My brain tumour was a medulloblastoma, which usually presents in the cerebellum, CSF and spine. This is a common childhood brain tumour but also can rarely, present in young adults
Cranio-spinal radiotherapy, is radiotherapy delivered to the whole brain and spine. It is important that each radiation beam is precisely lined up so as to avoid damage to surrounding tissues. The brain is bathed in Cerebrospinal fluid and cells from this tumour can appear there, so it's for this reason, that radiotherapy was prescribed for the whole brain and spine, rather than just the area the tumour was.
In order to have this treatment delivered, I was required to lie on a special bag that is sort of like a fancy bean bag; it was deflated and the beans mould to fit my body. This ensures that the body is in exactly the same position each time the treatment is delivered.
Along with this, I rested my face on a chin and forehead rest and a mesh, plastic mask was placed over the back of my head and shoulders - again, this was to ensure that I was in the same position each time and also so that marks can be made on the mask, for the beams to be lined up with.
This is a quick snapshot of my mask from a distance - unfortunately, the only one I have!
I also had two small tattoos placed on their spine, again, to ensure that the isocentres line up in the same place each time.
These photos were taken during my visit to the Mould Room - here, the radiographers have ensured that my hips and spine are aligned, have already placed my tattoos and are moulding my mask to my head and shoulders. This is a plastic material; it is heated up in a water bath, which causes it to soften. Once it is a comfortable temperature to put on the skin, it is then placed over the head and shoulders, and clipped to the plinth below. I think it takes about 10-15 minutes to set and harden again, and then voila! The mask is made!

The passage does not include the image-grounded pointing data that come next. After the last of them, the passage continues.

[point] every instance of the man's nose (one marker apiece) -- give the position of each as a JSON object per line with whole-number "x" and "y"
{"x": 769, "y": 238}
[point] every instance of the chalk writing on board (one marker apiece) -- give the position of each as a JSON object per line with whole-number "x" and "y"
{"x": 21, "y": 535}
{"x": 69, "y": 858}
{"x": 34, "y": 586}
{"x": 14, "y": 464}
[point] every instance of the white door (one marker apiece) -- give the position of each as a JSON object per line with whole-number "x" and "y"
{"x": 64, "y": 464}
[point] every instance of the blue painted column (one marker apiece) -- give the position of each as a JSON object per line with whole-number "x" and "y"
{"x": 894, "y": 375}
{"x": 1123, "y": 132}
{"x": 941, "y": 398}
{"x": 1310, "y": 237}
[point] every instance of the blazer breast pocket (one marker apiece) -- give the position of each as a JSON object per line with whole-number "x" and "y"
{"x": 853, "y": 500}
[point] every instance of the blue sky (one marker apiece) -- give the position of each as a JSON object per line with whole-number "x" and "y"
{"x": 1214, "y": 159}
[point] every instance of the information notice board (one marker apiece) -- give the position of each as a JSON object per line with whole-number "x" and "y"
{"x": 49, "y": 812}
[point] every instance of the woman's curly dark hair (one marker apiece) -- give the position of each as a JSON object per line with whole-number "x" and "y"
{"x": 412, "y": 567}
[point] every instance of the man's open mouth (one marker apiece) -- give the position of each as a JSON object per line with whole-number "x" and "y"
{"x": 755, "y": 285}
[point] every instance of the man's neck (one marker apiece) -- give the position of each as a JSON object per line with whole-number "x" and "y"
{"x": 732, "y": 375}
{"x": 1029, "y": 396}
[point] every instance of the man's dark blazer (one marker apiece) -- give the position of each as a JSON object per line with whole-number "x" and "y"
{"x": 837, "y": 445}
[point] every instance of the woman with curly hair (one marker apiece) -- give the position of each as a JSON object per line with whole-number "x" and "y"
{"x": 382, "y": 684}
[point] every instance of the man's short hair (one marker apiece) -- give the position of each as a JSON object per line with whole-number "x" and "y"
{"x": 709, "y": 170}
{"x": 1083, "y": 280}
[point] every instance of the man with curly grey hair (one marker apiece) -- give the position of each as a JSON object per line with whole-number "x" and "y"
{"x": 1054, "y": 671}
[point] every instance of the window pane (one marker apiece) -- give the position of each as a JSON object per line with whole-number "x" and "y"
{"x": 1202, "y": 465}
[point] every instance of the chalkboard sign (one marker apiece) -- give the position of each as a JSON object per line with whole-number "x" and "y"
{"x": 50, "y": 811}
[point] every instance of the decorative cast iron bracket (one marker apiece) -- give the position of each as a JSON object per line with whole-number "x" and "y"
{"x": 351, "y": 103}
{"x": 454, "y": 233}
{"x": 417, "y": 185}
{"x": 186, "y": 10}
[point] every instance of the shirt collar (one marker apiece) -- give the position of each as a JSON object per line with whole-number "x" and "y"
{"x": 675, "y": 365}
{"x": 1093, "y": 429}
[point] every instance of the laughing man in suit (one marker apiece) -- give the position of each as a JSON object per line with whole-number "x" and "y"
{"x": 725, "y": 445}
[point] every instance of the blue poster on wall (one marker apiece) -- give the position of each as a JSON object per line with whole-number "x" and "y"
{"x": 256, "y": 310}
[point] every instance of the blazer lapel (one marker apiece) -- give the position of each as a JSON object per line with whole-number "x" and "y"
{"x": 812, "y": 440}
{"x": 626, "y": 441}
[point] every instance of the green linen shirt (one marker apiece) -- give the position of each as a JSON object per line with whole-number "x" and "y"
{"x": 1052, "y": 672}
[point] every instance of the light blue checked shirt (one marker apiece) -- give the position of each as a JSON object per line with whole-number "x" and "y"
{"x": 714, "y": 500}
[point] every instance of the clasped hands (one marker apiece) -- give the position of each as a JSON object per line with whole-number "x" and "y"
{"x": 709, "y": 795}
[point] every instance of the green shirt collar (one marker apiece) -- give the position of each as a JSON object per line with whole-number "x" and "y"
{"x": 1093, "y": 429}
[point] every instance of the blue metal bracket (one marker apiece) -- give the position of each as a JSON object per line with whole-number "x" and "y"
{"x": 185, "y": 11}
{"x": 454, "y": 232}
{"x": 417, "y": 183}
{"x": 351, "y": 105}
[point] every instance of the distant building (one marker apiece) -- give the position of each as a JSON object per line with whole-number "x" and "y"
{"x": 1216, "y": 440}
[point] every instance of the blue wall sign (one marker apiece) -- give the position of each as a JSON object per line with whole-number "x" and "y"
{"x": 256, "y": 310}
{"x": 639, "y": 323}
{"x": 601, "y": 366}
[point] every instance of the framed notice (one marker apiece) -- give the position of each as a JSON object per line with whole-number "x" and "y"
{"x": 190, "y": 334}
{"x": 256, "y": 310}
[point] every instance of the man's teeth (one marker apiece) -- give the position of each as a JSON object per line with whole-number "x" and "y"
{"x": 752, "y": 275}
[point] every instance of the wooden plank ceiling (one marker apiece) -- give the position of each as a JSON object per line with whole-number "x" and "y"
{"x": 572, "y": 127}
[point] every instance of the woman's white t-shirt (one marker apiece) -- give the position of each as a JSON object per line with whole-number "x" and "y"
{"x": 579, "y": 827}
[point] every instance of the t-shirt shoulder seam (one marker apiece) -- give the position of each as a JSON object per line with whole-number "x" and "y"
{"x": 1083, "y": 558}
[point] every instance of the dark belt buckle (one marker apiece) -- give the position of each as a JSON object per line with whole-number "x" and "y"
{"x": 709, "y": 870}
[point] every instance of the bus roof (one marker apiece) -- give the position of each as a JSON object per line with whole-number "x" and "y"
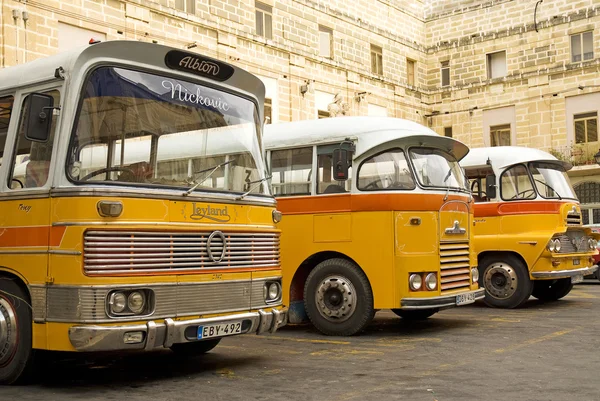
{"x": 128, "y": 52}
{"x": 367, "y": 131}
{"x": 501, "y": 157}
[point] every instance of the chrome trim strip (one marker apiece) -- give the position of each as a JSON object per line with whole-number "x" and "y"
{"x": 146, "y": 193}
{"x": 564, "y": 273}
{"x": 444, "y": 301}
{"x": 87, "y": 304}
{"x": 153, "y": 223}
{"x": 168, "y": 332}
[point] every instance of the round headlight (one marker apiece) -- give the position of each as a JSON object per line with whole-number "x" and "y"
{"x": 415, "y": 281}
{"x": 557, "y": 245}
{"x": 136, "y": 302}
{"x": 273, "y": 291}
{"x": 117, "y": 302}
{"x": 431, "y": 281}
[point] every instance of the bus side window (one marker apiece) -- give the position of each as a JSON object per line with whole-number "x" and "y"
{"x": 326, "y": 183}
{"x": 31, "y": 160}
{"x": 291, "y": 171}
{"x": 6, "y": 106}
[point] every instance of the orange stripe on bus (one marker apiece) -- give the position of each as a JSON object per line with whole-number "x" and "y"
{"x": 368, "y": 202}
{"x": 17, "y": 237}
{"x": 510, "y": 208}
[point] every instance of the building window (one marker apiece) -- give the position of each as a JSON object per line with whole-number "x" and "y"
{"x": 264, "y": 20}
{"x": 376, "y": 60}
{"x": 582, "y": 47}
{"x": 586, "y": 127}
{"x": 496, "y": 64}
{"x": 410, "y": 72}
{"x": 268, "y": 110}
{"x": 445, "y": 70}
{"x": 188, "y": 6}
{"x": 325, "y": 42}
{"x": 500, "y": 135}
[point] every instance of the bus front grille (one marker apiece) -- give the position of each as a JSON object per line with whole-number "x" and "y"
{"x": 136, "y": 252}
{"x": 455, "y": 269}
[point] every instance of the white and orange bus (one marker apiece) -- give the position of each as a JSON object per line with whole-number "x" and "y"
{"x": 135, "y": 208}
{"x": 528, "y": 229}
{"x": 377, "y": 214}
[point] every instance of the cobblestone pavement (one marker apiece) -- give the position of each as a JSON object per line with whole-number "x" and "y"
{"x": 539, "y": 352}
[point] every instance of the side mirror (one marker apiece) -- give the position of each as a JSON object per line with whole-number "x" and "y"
{"x": 490, "y": 186}
{"x": 39, "y": 117}
{"x": 340, "y": 164}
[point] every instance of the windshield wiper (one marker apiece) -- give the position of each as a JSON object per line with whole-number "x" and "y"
{"x": 242, "y": 196}
{"x": 197, "y": 184}
{"x": 549, "y": 187}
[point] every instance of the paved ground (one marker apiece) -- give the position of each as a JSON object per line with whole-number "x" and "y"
{"x": 539, "y": 352}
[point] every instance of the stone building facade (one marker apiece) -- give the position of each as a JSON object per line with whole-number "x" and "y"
{"x": 487, "y": 72}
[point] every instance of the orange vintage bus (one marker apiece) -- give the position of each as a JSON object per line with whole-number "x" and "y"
{"x": 376, "y": 215}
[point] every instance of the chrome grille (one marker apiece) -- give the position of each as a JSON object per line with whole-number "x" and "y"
{"x": 455, "y": 269}
{"x": 573, "y": 219}
{"x": 122, "y": 252}
{"x": 88, "y": 304}
{"x": 570, "y": 239}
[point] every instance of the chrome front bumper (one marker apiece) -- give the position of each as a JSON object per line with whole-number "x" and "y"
{"x": 443, "y": 302}
{"x": 169, "y": 332}
{"x": 564, "y": 273}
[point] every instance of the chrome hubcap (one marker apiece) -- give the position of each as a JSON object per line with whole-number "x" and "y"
{"x": 336, "y": 298}
{"x": 8, "y": 331}
{"x": 500, "y": 281}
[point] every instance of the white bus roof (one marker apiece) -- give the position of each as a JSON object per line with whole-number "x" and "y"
{"x": 501, "y": 157}
{"x": 367, "y": 131}
{"x": 126, "y": 52}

Below, you can see me during my radiotherapy planning session - as far as I understand, this is done to ensure that the computer plans for my radiotherapy, made using a CT scan of my brain and spine, are correct. Here, you can see me lying on my specially made bag and the radiographer is about to put the mask over my head. This mask is clipped down to the plinth and is quite tight.

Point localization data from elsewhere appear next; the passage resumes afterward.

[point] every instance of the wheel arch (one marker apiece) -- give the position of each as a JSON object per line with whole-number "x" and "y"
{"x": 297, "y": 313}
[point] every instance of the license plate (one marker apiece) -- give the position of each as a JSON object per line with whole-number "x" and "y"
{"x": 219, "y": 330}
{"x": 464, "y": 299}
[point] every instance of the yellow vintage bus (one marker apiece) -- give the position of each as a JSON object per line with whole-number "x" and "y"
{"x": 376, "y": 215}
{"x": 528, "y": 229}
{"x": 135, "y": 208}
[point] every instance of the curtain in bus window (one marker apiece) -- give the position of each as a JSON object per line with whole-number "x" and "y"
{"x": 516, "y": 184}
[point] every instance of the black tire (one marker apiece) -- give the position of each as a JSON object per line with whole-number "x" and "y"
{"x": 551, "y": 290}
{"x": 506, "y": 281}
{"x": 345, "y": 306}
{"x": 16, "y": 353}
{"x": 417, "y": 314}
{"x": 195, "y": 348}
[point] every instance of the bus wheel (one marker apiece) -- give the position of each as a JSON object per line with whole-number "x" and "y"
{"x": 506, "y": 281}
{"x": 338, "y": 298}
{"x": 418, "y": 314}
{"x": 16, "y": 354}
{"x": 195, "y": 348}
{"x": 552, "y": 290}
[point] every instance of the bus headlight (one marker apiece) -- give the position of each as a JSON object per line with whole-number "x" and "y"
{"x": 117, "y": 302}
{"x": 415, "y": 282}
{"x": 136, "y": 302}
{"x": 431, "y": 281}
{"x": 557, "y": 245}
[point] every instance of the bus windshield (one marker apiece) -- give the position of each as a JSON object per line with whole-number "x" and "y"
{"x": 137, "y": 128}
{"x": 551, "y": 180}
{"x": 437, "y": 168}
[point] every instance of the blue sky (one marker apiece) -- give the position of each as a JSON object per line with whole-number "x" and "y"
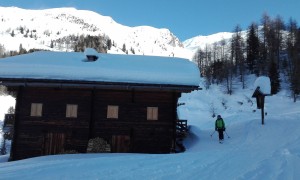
{"x": 185, "y": 18}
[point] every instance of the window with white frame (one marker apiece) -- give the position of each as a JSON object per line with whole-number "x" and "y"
{"x": 36, "y": 109}
{"x": 112, "y": 112}
{"x": 71, "y": 110}
{"x": 152, "y": 113}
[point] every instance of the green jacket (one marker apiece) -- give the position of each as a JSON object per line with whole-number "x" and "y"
{"x": 220, "y": 124}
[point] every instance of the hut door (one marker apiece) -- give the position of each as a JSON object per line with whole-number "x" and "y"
{"x": 54, "y": 143}
{"x": 120, "y": 144}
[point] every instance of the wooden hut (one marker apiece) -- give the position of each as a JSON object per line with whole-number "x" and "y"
{"x": 64, "y": 100}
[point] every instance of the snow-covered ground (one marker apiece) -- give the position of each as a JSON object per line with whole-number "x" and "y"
{"x": 253, "y": 151}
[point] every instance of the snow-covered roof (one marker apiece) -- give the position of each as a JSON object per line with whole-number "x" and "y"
{"x": 264, "y": 85}
{"x": 107, "y": 68}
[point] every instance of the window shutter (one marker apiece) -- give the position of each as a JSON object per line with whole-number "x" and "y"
{"x": 113, "y": 112}
{"x": 152, "y": 113}
{"x": 71, "y": 110}
{"x": 36, "y": 109}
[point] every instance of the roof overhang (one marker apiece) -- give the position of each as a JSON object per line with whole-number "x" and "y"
{"x": 46, "y": 83}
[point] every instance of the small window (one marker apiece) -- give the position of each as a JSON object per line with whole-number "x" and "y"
{"x": 36, "y": 109}
{"x": 71, "y": 111}
{"x": 112, "y": 112}
{"x": 152, "y": 113}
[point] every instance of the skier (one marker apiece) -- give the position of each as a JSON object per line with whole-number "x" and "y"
{"x": 220, "y": 127}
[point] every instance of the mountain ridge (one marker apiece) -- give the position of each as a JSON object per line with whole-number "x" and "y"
{"x": 38, "y": 28}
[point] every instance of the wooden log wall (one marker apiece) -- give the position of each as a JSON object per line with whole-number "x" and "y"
{"x": 144, "y": 136}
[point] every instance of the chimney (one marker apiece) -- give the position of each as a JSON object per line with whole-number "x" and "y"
{"x": 91, "y": 54}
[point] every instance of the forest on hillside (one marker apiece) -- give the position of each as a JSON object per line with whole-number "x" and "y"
{"x": 269, "y": 48}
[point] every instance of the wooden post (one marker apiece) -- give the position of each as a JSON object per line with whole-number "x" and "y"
{"x": 262, "y": 110}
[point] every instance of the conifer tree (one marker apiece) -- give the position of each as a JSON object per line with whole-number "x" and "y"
{"x": 252, "y": 49}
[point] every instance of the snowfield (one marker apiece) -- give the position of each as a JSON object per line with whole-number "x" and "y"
{"x": 250, "y": 150}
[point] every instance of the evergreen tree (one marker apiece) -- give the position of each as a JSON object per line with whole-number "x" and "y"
{"x": 274, "y": 78}
{"x": 252, "y": 49}
{"x": 293, "y": 46}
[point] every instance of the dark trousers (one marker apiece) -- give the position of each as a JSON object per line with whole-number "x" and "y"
{"x": 221, "y": 135}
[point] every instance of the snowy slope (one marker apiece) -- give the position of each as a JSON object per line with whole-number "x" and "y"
{"x": 253, "y": 151}
{"x": 51, "y": 24}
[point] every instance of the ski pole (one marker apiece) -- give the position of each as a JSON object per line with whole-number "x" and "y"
{"x": 212, "y": 133}
{"x": 227, "y": 134}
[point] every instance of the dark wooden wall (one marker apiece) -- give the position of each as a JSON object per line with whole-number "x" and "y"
{"x": 145, "y": 136}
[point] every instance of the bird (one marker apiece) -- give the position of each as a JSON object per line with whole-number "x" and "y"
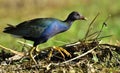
{"x": 40, "y": 30}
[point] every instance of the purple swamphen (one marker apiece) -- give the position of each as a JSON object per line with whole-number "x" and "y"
{"x": 39, "y": 30}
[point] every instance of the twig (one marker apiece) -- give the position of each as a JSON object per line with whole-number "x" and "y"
{"x": 78, "y": 56}
{"x": 13, "y": 51}
{"x": 104, "y": 24}
{"x": 86, "y": 35}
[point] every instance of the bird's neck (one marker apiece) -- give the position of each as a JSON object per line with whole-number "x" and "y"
{"x": 69, "y": 22}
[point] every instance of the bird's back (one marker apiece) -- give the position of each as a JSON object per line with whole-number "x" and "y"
{"x": 36, "y": 28}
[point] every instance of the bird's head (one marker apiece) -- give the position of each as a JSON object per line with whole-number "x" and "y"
{"x": 75, "y": 16}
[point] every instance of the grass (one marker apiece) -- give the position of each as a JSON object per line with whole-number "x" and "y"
{"x": 14, "y": 12}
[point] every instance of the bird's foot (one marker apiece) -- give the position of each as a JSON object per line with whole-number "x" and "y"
{"x": 61, "y": 50}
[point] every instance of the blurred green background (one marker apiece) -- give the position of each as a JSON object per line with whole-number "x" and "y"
{"x": 16, "y": 11}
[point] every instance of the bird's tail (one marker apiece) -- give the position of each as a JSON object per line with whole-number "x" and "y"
{"x": 9, "y": 28}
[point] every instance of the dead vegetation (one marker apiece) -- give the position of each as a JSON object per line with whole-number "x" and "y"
{"x": 88, "y": 56}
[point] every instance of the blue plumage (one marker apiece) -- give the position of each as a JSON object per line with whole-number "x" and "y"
{"x": 41, "y": 29}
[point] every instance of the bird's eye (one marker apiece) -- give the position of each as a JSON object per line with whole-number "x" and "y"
{"x": 77, "y": 14}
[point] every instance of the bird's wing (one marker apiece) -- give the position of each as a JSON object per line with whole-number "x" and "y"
{"x": 32, "y": 28}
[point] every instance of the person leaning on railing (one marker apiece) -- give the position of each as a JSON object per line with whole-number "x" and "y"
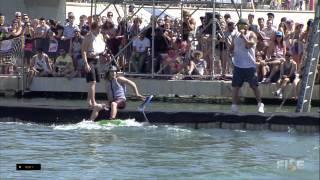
{"x": 40, "y": 66}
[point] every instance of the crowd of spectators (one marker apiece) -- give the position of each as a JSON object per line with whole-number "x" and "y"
{"x": 181, "y": 47}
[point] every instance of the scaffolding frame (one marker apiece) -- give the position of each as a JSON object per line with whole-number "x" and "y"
{"x": 154, "y": 3}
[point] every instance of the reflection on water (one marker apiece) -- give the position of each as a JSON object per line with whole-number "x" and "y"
{"x": 166, "y": 152}
{"x": 154, "y": 106}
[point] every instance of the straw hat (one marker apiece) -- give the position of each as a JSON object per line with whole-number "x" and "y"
{"x": 197, "y": 52}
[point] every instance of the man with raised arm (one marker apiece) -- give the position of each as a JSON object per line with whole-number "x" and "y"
{"x": 93, "y": 45}
{"x": 243, "y": 48}
{"x": 116, "y": 94}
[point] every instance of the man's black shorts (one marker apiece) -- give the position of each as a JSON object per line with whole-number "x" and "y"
{"x": 241, "y": 75}
{"x": 93, "y": 74}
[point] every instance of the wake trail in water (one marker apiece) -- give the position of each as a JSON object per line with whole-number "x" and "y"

I don't have any photos of the actual radiotherapy itself because I couldn't have someone in the room with me but it took 20-40 minutes - the actual radiotherapy treatment itself, takes seconds but the radiographers must spend time carefully aligning the isocentres to the body, to ensure the radiotherapy is targeted to the right area.
As I'm sure you can see from these photos, it's not the most comfortable experience! I am very claustrophobic and despite being given diazepam and lorazepam, this became unbearable for me and I did not complete the whole course of treatment. Not everyone will have the same experience as me but if you find you are having similar issues, talk to your neuro-oncologist and support nurse - sedatives such as the ones I mentioned, are available. After my treatment, I was prescribed Midazolam for my MRI scans. Unfortunately, this was not suggested during my radiotherapy and it certainly would have meant I could have continued. However it is a very strong sedative and wouldn't normally be the go-to option. If you find that what you've been prescribed hasn't helped, it is worth discussing this with your team, as there are several options.
At the time, I physically and emotionally didn't have the capacity to push for more help and alternatives, and that's something that I do regret.
Despite my experience, I would stress that the majority of people could find this uncomfortable but may not experience the distress that I did. As you know, I share my personal experience but it's important for me to make sure that doesn't make someone else's experience more challenging so I try not to focus too much on my claustrophobia, except to mention it briefly.
I hope this gives those that know me an understanding of why things panned out the way they did for me, and to my followers going through similar, some info on what you might expect at a planning session or radiotherapy. If you are receiving this treatment, you should get a leaflet from your team explaining the treatment and planning in detail.